Göz ardı edilen insani sonuçlar
Büyük ümitlerle ve beklentilerle başlayan “Arap Baharı” süreci çok ağır maliyetlerle ilerliyor. Yaşanan tahribat gözle görülenin çok çok ötesinde ve rakamlara yansıyandan çok daha dramatik. Bugüne kadar çoğunluğu Suriye’den olmak üzere yüz binlerce insan hayatını kaybetti veya yaralandı. Bilhassa adeta her şeyin bir ölüm makinesine/vesilesine dönüştüğü Suriye’de “tadılmayan” ölüm çeşidi neredeyse hiç kalmadı. Milyonlarca sivilin ya ülke içinde daha güvenli yerlere ya da her şeyini bırakıp yurtdışına sığınmasıyla, bir diğer deyişle yersiz yurtsuzlaşmasıyla tam bir insani kriz söz konusu. Yağan bombalarla ve sıkılan kurşunlarla sadece altyapılar çöküp, şehirler yerle bir olup fiziken çok ağır bir yıkım yaşanmıyor Arap coğrafyasında. Ondan çok daha vahimi, insani değerler, tarihi hafıza ve medeniyet birikimi bir bir yok ediliyor; yakılan/yağmalanan el yazması eserlerin bulunduğu kütüphanelerle, yıkılan/bombalanan tarihi eserlerle bölge giderek hafızasızlaşıyor, köksüzleşiyor. Altüst olan bölgesel düzen ve siyasi ve iktisadi yapı hep zarar hanesinin en tepesinde zikredilse de gölgede kalan başka trajik gelişmeler de yaşanıyor: Siyasi alandaki iç kutuplaşma ve saçılan kin ve nefret tohumları (mesela Mısır’da Sisi ile Mursi destekçileri veya Suriye’de rejim taraftarları ile karşıtları arasındaki derin husumet) toplumsal ilişkileri dinamitleyerek ve hatta aileleri sarsarak tamiri zor bireysel travmalara, aile içi kavgalara ve parçalanmalara yol açıyor. Dolayısıyla bölgedeki parçalanma sadece devletler düzeyinde kalmayıp toplumlara ve toplumun yapıtaşı olan ailelere kadar sirayet etmiş durumda. Göçlerin ve yabancı savaşçıların etkisiyle demografik yapılar ve toplumsal dokular değişiyor. Öte yanda büyük hayal kırıklığı içindeki Arap gençlerin vatanlarına olan aidiyet bağları giderek zayıflıyor, hatta bir kısmı tamamen duygusal bir kopuş ve kimlik krizi yaşıyor. Buna bir de eğitim fırsatından mahrum milyonlarca çocuk ve gencin varlığı eklendiğinde bölgenin sadece geçmişinin değil geleceğinin de sönmek üzere olduğu görülüyor.
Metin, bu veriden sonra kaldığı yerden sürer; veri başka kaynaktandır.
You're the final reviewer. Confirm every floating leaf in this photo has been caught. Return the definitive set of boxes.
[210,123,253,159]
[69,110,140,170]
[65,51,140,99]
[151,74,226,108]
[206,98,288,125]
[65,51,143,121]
Kısaca Ortadoğu, tüm kaynaklarını ve birikimini kardeş kavgasıyla bir bir tüketiyor.

“Arap Baharı” yüzyıllık çarpıklıkların, birikmiş problemlerin ve meşruiyet krizlerinin kaçınılmaz sonucu olarak yaşanan bir patlama haliydi. Ancak doğan olağanüstü fırsatlar, iç ve dış müdahalelerle, bilhassa Mısır’daki askeri darbe ve Suriye’deki iç savaşla bir bir heba edilirken geriye olağanüstü riskler ve meydan okumalar kaldı.

Oysa ne kadar kan dökülürse dökülsün hiçbir tarafın diğerini yok etme şansı olmadığı gibi bölgedeki çatışmaların net bir kazananı da olmayacağı kesin. Bölge halklarının zihinlerine ve gönüllerine “kaderin kaderimdir” anlayışı, asgari müştereklerde uzlaşma ve bir arada yaşama fikri yerleştirilmeden; yine mevcut mağduriyetleri, haksızlık ve adaletsizlikleri giderme yolunda hızlı, samimi ve kalıcı adımlar atılmadan ve dışlanan geniş halk kitlelerine siyasal alanda kendilerini ifade imkânı tanınmadan bu kaostan kurtulmak maalesef ki mümkün görünmüyor.